Elinor Ostrom visitó Nepal en 1988 para investigar los sistemas de riegos gestionados por los agricultores de allí 9 . La gestión de estos sistemas se hacía a través de asambleas anuales entre los agricultores locales y informalmente con unas bases constantes. Así, los acuerdos para utilizar el sistema, su seguimiento y las sanciones ante las infracciones se hicieron desde la base. Ostrom descubrió que los sistemas de riego gestionados por el campesinado producían para las necesidades de las comunidades locales más que para los mercados: producían más arroz y distribuían el agua de manera más equitativa. Llegó a la conclusión de que a pesar de estos sistemas tenían funcionamientos diferentes, muy pocos de ellos funcionaban tan mal como los propuestos y gestionados por el Estado.

Uno de los ejemplos contemporáneos más brillante de reclamación de los comunes es el movimiento zapatista en México. En 1994 los zapatistas se rebelaron contra el acuerdo NAFTA, que buscaba la privatización completa de los recursos y bienes comunes, vitales para la subsistencia de las comunidades indígenas. A través del levantamiento zapatista las poblaciones locales han reclamado su tierra y sus recursos, y los han gestionado con éxito durante más de 20 años a través de un sistema participativo basado en la democracia directa.

Los comunes digitales, por otra parte, incluyen wikis, como Wikipedia , organizaciones de lliecència abierta, como Creative Commons , y muchos más. El investigador de movimientos sociales Mayo Fuster Morell los define como «recursos de información y conocimiento que son creados y poseídos colectivamente o compartidos entre una comunidad que tiende a ser no excluyente, es decir, disponible (normalmente gratuitamente) para terceras partes. Así pues, son orientados para favorecer su uso y la reutilización, en vez de ser intercambiados como mercancías. Además, la comunidad de gente que los construye puede intervenir en la gestión de sus procesos interactivos y de sus recursos compartidos ».

En otras palabras, la lógica de los comunes es un esfuerzo hacia el uso inclusivo y colectivo de los recursos, conocimiento y otras fuentes de riqueza colectiva, que necesita la construcción de seres humanos que sean socialmente activos y cuidadores respetuosos de estos comunes. Esto implica una ruptura radical con el actual imaginario economicista, que ve todos los seres humanos simplemente como materialistas racionales, siempre queriendo maximizar su interés particular utilitario. En lugar de ello supone una autodeterminación radical de la sociedad que permita a la ciudadanía gestionar directamente sus propios comunes.

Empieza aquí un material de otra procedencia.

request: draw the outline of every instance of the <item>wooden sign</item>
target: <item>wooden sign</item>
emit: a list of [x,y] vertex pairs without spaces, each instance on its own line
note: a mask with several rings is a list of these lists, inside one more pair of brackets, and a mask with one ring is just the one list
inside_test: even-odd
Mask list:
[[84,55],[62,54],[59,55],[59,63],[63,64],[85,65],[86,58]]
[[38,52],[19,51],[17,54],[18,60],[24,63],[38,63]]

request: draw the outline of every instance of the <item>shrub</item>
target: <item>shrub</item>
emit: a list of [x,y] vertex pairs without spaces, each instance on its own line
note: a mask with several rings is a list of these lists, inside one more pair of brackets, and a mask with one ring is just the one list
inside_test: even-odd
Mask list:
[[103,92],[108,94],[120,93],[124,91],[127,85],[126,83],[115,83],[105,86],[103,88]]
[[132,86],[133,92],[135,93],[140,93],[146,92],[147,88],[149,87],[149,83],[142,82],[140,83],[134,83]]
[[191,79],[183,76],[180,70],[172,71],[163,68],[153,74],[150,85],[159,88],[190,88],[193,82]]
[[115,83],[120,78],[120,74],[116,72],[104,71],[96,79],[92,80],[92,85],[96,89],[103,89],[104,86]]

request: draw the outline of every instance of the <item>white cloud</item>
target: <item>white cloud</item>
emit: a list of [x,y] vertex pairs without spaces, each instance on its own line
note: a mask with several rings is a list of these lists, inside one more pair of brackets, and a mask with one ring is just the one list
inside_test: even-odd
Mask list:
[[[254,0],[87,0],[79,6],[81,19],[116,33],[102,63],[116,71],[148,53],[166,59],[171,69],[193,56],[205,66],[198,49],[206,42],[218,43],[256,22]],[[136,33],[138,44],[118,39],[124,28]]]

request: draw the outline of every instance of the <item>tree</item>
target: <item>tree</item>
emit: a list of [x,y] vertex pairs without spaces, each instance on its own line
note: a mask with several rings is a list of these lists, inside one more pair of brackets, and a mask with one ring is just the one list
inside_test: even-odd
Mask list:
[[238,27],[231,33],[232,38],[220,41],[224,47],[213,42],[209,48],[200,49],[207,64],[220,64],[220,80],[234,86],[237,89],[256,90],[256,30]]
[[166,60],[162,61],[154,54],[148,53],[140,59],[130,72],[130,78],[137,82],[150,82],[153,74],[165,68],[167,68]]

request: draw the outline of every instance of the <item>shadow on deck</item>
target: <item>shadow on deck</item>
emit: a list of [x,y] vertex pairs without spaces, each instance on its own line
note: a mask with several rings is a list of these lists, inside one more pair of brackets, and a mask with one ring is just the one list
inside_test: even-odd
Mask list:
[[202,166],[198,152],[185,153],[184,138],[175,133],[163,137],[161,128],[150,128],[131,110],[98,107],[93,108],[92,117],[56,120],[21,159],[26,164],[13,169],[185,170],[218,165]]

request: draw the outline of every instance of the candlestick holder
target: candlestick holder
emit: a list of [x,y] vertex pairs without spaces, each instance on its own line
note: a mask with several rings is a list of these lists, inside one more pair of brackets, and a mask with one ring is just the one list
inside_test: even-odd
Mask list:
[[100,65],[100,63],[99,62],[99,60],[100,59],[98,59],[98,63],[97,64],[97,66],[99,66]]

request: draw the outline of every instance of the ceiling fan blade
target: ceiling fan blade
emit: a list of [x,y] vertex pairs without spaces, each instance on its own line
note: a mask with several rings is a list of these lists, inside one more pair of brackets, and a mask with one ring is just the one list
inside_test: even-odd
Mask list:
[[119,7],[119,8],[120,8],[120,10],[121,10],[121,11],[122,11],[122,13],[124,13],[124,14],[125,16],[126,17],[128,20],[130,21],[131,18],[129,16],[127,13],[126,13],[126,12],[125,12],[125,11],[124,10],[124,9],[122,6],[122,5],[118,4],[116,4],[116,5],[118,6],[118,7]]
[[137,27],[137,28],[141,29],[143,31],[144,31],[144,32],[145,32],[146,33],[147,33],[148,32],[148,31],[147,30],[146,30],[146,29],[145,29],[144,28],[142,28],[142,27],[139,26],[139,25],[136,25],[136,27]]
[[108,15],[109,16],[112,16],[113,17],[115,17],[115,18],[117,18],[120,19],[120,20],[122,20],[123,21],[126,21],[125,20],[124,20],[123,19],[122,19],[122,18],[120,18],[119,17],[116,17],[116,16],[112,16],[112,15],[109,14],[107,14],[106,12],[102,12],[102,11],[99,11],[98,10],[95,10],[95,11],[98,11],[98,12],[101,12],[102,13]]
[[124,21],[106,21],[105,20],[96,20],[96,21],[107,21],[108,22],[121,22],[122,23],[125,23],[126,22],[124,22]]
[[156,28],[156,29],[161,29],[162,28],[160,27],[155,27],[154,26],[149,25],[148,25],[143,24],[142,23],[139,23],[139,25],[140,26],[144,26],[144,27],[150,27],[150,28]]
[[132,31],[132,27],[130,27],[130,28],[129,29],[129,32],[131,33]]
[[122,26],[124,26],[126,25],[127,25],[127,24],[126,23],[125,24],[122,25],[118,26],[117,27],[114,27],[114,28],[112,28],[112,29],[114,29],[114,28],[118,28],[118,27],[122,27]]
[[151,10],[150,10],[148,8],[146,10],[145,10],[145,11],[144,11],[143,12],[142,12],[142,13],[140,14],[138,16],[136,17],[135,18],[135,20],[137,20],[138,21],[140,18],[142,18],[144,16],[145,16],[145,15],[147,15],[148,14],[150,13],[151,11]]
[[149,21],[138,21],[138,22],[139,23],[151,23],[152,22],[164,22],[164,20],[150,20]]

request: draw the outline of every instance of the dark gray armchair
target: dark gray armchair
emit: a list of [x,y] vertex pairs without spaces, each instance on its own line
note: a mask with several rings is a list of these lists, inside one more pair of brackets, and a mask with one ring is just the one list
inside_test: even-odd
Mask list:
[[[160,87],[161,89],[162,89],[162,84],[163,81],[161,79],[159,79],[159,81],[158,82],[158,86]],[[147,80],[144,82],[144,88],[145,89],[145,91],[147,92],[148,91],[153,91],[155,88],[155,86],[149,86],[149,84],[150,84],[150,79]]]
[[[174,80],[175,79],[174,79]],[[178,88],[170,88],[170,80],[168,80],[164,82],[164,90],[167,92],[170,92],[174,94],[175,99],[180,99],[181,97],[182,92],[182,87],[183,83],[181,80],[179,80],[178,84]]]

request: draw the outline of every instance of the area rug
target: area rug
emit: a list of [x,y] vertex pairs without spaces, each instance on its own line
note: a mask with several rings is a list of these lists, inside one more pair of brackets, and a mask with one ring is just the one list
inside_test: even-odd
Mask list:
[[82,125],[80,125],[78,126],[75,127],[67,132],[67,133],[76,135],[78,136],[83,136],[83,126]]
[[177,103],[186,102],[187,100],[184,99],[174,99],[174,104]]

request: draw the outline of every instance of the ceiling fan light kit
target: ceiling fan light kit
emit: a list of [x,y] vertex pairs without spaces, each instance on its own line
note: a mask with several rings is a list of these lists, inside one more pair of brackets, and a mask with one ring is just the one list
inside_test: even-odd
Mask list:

Los comunes como modelo para el futuro

Una característica principal compartida por los diferentes casos de comunes es la interactividad a nivel de base. El amplio acceso a los recursos y su propiedad sostenida en común por la sociedad presuponen que su gestión la lleva a cabo la misma sociedad. La involucración del Estado es incompatible con esta amplia autogestión popular, ya que las formas estatistas están implicando el establecimiento de unos estratos burocráticos y gestores separados de la sociedad. Esto quiere decir que los comunes van más allá (ya menudo incluso en contra) de los diversos proyectos de nacionalización.

Lo mismo ocurre con los constantes esfuerzos neoliberales de privatizar lo que todavía no lo está, contra los que durante los últimos dos años se han alzado movimientos sociales en todo el mundo. Las propuestas alternativas de los movimientos incluían de una u otra forma un proyecto amplio de democracia directa. Este necesariamente incluye cada esfera de la vida social, y esto también incluye los comunes.

Una alternativa holística al sistema contemporáneo, una alternativa que incorpore el proyecto de la democracia directa y los comunes, se puede dibujar desde los escritos de grandes teóricos libertarios como Cornelius Castoriadis y Murray Bookchin. Las propuestas desarrolladas por estos dos pensadores ofrecen visiones indispensables sobre cómo la sociedad puede autogestionarse ella misma sin mecanismos gestores externos.

Como hemos visto en los casos presentados antes, los comunes necesitan la coordinación entre las personas comuneras que las «tragedias de los comunes» se puedan evitar. Pero mucha gente, incluyendo Knight y Merriam, argumentan que esto sólo podría funcionar a escala pequeña. Esto ha hecho que mucha gente de izquierdas apoye diferentes formas de burocracia estatal para gestionar los comunes en nombre de la sociedad, como mal menor, pero posible.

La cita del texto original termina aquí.